Our derivations were getting nasty -- but why? I was puzzled, frustrated. Was there no communication in this class? Had we deteriorated to the level of dumb beasts?
Because my education was true. I was certain of that. And it was extremely important, I felt, for the meaning of our examples to be made absolutely clear. We had actually seen sitting there in the Showdown -- for many hours -- drinking Shiner Bock by the pitcher with water chasers. And when the call came, we were ready.
The dwarf approached our table cautiously, as I recall, and when he handed me pink cellphone I said nothing, merely listened. And then I hung up, turning my face to my classmates. "That was headquarters," I said. "They want me to go to Linguistics at once, and make contact with a German semanticist named Schwarz. He'll have all the details. All I have to do is register for the class and he'll raise quantifiers."

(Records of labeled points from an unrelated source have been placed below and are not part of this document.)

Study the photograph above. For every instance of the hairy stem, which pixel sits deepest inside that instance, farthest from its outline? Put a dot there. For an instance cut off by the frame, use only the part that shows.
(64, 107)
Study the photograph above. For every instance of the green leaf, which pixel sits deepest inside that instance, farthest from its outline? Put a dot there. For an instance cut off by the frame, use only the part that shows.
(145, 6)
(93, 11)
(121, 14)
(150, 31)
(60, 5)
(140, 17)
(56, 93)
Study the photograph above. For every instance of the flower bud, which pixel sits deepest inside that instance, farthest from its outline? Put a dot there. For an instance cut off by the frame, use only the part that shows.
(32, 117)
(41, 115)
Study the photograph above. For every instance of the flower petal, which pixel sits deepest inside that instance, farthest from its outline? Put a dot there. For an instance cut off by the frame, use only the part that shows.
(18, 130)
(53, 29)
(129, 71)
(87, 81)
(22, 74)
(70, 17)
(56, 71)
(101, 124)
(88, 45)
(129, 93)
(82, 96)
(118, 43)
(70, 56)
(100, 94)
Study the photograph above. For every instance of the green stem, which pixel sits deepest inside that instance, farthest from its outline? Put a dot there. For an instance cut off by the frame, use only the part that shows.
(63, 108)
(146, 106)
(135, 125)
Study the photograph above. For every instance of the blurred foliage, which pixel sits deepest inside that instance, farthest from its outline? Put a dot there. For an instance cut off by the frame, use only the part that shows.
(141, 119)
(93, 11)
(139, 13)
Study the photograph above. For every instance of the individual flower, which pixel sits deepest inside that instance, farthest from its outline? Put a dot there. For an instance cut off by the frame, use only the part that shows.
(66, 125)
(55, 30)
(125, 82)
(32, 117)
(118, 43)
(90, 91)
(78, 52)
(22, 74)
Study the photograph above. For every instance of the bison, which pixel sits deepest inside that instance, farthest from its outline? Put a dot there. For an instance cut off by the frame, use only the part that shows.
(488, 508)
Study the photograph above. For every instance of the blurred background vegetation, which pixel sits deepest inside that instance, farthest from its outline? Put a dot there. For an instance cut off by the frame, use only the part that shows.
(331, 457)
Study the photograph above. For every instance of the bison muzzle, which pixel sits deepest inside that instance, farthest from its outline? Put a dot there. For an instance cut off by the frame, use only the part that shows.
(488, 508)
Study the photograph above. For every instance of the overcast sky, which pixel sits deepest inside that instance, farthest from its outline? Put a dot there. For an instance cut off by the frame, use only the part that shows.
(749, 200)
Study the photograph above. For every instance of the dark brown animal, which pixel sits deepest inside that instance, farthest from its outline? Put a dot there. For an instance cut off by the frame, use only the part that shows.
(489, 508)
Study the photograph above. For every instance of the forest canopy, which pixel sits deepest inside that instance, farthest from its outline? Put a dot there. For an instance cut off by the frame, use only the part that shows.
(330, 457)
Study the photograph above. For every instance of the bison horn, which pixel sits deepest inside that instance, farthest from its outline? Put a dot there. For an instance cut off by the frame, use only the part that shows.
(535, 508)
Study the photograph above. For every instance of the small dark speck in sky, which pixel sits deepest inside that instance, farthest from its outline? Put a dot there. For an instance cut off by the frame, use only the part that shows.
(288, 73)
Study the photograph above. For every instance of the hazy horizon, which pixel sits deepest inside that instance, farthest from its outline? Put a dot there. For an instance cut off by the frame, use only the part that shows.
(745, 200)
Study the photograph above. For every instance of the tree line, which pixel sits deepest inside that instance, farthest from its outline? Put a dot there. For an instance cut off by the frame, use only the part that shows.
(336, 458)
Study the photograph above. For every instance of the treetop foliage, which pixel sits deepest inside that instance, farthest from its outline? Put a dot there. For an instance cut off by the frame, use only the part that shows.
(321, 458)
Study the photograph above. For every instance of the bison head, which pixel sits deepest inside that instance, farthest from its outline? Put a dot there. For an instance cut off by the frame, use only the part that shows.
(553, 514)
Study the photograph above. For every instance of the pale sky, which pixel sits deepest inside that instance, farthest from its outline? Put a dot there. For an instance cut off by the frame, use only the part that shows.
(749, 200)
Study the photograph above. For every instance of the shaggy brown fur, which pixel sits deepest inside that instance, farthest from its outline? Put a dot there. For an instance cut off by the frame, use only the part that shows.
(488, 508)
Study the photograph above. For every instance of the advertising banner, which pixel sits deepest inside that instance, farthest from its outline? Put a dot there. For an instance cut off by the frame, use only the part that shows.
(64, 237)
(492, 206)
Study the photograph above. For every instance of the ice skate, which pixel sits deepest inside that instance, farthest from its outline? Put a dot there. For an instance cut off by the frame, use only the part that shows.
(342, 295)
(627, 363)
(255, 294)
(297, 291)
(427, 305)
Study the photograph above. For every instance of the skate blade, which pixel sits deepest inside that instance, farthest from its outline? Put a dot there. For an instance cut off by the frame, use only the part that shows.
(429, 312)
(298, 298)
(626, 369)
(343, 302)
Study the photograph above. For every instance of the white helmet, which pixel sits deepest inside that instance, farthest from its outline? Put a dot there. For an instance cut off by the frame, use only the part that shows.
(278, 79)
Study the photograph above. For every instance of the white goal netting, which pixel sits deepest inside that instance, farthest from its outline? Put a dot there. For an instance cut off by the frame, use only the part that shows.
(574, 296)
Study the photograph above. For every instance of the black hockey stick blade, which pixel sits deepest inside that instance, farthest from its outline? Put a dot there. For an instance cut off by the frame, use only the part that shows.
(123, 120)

My classmates said nothing for a moment, then they suddenly came alive in their chairs. "God hell!" they exclaimed. "I think I see the pattern. This one sounds like real trouble! They tucked their t-shirts into their boot cut jeans and called for another drink. "You're going to need plenty of linguistic advice before this thing is over," they said. "And my first advice to you is that you should check out a very fast book with no cover and get the hell out of Austin for at least 48 hours." They shook their heads sadly. "That blows my weekend, because naturally we have to go with you -- and we'll have to arm ourselves."
"Why not?" I said. "If a thing like this is worth doing at all, it's worth doing right. We'll need some decent equipment and plenty of cash on the line -- if only for books and a a super-sensitive tape recorder, for the sake of a permanent record."
"What kind of study is this?" they asked.
"The Fall 2005," I said. "It's the next off-the-track semester for linguists and philosophers in the history of institutionalized education -- a fanatic journey in honor of some stuck-up MIT persona named Chomsky, who owns the syntactic Minimalism in the heart of downtown Linguistics . . . at least that's what the literature says; my man in Boston just read it to me."
"Well," they said. "as your classmates we advise you to buy a Minimalist textbook. How else can you cover a thing like this righteously?"
"No way," I said. "Where can we get hold of a Lexicalist Functional Grammar text?"
"What's that?"
"A fantastic theory," I said. "The new model is something like two thousand cubic inches, developing two hundred brake-horsepower at hour hundred revolutions per minute on a lexical frame with two styrofoam brackets and a total curb weight of exactly two hundred pounds."
"That sounds about right for this gig," they said.
"It is," I assured them. "The fucker's not much for exceptions, but it's pure hell on grammaticality. It'll outrun the GB until takeoff."
"Takeoff?" they said. "Can we handle that much torque?"
"Absolutely," I said. "I'll call Boston for some cash."